Il fiorentino Sieni, uno dei protagonisti della danza contemporanea italiana, arricchisce il vocabolario fisico dei danzatori romani con la creazione Àpeiron, in cui, accompagnate dalle note di Arvo Pärt, sette donne dialogano con il vuoto dello spazio.
Per Michele Abbondanza, ballerino nella compagnia di Carolyn Carlson, il passo a due Addio Addio, interpretato da Mario Marozzi e Alessia Barberini, è la forma di saluto più estrema prima di una separazione irrevocabile.
Dopo un’assenza di dieci anni da Roma, Lindsay Kemp, il grande ballerino, attore, coreografo e regista nato a Liverpool torna in scena nella sua ultima creazione The Illusionist, uno spettacolare e divertente omaggio onirico al mondo del cinema degli anni ’20 e 30’.

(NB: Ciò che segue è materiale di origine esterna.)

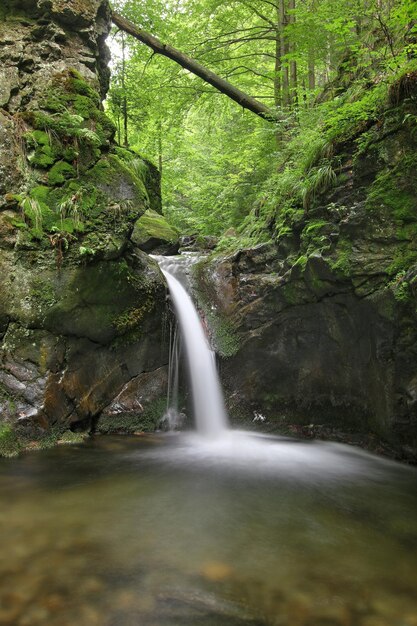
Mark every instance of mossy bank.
[0,0,166,448]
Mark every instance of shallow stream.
[0,433,417,626]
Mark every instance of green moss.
[366,154,417,223]
[112,298,154,333]
[96,398,166,435]
[132,209,179,245]
[31,276,58,307]
[193,261,241,358]
[48,161,77,185]
[23,130,56,168]
[385,247,417,276]
[293,255,308,272]
[0,424,22,458]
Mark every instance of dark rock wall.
[199,77,417,455]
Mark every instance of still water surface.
[0,433,417,626]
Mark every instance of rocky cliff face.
[0,0,169,436]
[200,75,417,458]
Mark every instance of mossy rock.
[48,161,77,185]
[131,209,179,252]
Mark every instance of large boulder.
[197,83,417,459]
[0,0,167,437]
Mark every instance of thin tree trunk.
[158,120,163,178]
[122,36,129,148]
[278,0,290,107]
[112,13,277,121]
[274,29,282,108]
[308,49,316,91]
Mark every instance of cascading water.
[155,251,228,438]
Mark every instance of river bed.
[0,432,417,626]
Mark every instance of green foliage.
[107,0,416,241]
[48,161,77,185]
[0,423,22,458]
[96,398,166,435]
[388,270,412,303]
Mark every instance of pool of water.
[0,433,417,626]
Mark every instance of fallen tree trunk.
[112,13,277,122]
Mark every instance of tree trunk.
[122,37,129,148]
[308,50,316,91]
[288,0,298,105]
[112,13,277,121]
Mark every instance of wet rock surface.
[0,0,166,438]
[199,84,417,459]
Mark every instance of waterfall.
[155,257,228,438]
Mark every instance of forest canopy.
[107,0,417,241]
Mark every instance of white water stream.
[156,252,228,438]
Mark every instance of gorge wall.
[199,72,417,460]
[0,0,166,437]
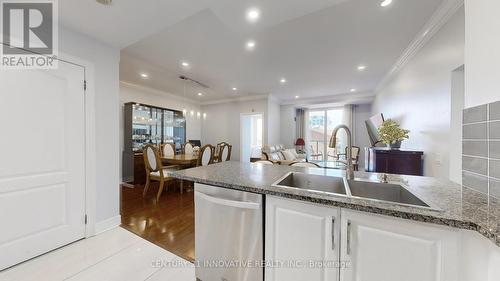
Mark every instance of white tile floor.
[0,227,196,281]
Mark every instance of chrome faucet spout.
[328,125,354,180]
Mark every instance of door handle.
[347,220,351,256]
[194,191,260,210]
[332,217,335,251]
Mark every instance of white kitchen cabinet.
[265,196,340,281]
[340,209,460,281]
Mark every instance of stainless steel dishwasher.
[194,184,264,281]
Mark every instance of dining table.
[160,154,198,194]
[161,154,198,166]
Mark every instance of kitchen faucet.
[328,125,354,180]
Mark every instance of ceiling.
[59,0,442,102]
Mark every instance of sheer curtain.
[302,109,311,159]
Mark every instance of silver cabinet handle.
[347,221,351,256]
[332,217,335,251]
[194,191,260,210]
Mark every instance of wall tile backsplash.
[462,101,500,198]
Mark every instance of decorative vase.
[387,141,401,149]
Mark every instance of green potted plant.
[378,119,410,149]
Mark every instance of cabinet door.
[265,196,340,281]
[340,209,459,281]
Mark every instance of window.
[307,108,346,160]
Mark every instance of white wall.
[460,230,500,281]
[59,28,120,223]
[353,104,372,168]
[201,98,268,160]
[279,105,297,148]
[270,96,281,144]
[465,0,500,108]
[373,8,465,178]
[449,66,465,184]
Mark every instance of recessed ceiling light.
[246,40,256,51]
[380,0,392,7]
[247,8,260,23]
[358,65,366,71]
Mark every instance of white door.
[265,196,340,281]
[240,113,263,162]
[0,59,85,270]
[340,209,459,281]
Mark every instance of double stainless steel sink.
[273,172,431,208]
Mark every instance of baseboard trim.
[95,215,122,235]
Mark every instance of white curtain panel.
[302,109,311,159]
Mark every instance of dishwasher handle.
[194,191,260,210]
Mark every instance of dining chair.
[214,141,228,162]
[337,146,361,171]
[183,142,194,155]
[289,162,321,168]
[161,143,175,157]
[196,144,215,166]
[218,144,233,162]
[142,144,177,203]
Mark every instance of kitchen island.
[170,161,500,281]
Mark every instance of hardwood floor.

Per il direttore del Corpo di Ballo, Micha van Hoecke, “sono tre aspetti di un mondo che volevo che i nostri ballerini avvicinassero, sono creazioni fatte prettamente per il Corpo di ballo, perché si possa così creare un repertorio anche da portare in giro, da esportare. È evidente la differenza tra un lavoro di repertorio, nel quale i ballerini si confrontano, come è giusto che sia, con dei canoni precisi, e anche con dei virtuosismi giusti per arricchire le abilità di un ballerino, ed il lavoro messo in scena in questa occasione. Qui i ballerini sono interpreti, sono loro che partecipando a queste danze, vi entrano non solo come ballerini, ma anche come attori, come interpreti. Ed è questo nuovo modo di stare in scena che fa sì che i danzatori intervengano, partecipino alla creazione, che diventa una loro espressione e una loro necessità di comunicare, di creare un ponte con il pubblico”.